I would definitely be into this if adding an egpu was first class supported.

[−] eoskx 41d ago
Interesting, but cannot run CUDA or more to the point nvidia-smi.
[−] wmf 41d ago
Pretty misleading. This driver is only for compute not graphics.
[−] EagnaIonat 40d ago

> If you have a Thunderbolt or USB4 eGPU and a Mac, today is the day you've been waiting for!

I got an eGPU back in 2018 and could never get it to work. To the point that it soured me from doing it again.

These days for heavy duty work I just offload to the cloud. This all feels like NVidia trying to be relevant versus ARM.

[−] vondur 41d ago
If you could get Nvidia driver support on Mac’s I bet Apple would have sold more MacPro’s.
[−] the__alchemist 41d ago
I'm writing scientific software that has components (molecular dynamics) that are much faster on GPU. I'm using CUDA only, as it's the eaisiest to code for. I'd assumed this meant no-go on ARM Macs. Does this news make that false?
[−] brcmthrowaway 41d ago
What are the limitations of USB4/Thunderbolt compared with a regular PCIe slot?
[−] ece 41d ago
Apple should update this page for ARM macs, now runs tinygrad on eGPUs: https://support.apple.com/en-us/102363
[−] frankc 41d ago
My main thought is would this allow me to speed up prompt process for large MoE models? That is the real bottleneck for m3ultra. The tokens per second is pretty good.
[−] amelius 40d ago
These tinyboxes are so expensive (starting at $12,000), why don't they just put a CPU inside and allow users to ssh into them?
[−] dd_xplore 41d ago
Why does Apple need to make the drivers in a walled garden?

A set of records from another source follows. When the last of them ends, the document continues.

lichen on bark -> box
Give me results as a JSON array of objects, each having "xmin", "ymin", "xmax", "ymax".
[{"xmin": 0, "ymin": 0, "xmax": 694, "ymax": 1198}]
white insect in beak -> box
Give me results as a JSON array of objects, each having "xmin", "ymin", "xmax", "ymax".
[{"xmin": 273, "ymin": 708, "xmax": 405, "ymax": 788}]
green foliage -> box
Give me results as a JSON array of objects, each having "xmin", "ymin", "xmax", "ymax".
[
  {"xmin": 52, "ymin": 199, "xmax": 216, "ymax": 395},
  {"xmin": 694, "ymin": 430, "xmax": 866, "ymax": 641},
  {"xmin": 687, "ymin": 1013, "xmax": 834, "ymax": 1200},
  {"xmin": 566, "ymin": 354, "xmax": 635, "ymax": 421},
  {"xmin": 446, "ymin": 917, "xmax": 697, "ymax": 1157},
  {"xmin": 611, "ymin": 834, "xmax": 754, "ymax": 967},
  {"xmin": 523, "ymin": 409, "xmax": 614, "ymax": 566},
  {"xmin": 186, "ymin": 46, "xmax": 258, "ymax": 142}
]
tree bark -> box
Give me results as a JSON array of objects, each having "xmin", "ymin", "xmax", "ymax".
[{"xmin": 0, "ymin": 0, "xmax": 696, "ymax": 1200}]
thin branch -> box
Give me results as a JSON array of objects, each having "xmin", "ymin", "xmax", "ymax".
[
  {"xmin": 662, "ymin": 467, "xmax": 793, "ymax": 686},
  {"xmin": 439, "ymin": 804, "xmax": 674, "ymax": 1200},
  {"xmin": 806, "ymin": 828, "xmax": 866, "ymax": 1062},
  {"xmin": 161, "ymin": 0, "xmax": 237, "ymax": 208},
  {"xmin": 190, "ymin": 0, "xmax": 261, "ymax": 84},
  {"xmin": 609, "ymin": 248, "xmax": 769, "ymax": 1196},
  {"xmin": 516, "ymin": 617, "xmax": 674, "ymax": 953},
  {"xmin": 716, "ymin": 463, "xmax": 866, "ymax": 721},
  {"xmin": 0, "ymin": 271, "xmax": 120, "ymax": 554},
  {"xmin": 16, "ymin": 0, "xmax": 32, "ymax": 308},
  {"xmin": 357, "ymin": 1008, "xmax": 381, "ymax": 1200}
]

Atleast they should support major device categories with official drivers.
[−] lowbloodsugar 41d ago
Can I do prefill on the eGPU and the decode on the Mac?
[−] direwolf20 40d ago
Isn't it sad that we've ended up in a situation where we are talking about "Apple approves" rather than "someone creates"? Fuck Apple.
[−] ErenalpCet 40d ago
yes good report
[−] qoez 41d ago
Idk why this doesn't link to the original source instead of this proxy source: https://x.com/__tinygrad__/status/2039213719155310736
[−] surcap526 39d ago
[dead]
[−] surcap526 39d ago
[dead]
[−] vegabook 41d ago
[flagged]
[−] userbinator 41d ago
[flagged]
[−] tensor-fusion 41d ago
[flagged]
[−] bigyabai 41d ago
The opportunity cost of Apple refusing to sign Nvidia's OEM AArch64 drivers is probably reaching the trillion-dollar mark, now that Nvidia and ARM have their own server hardware.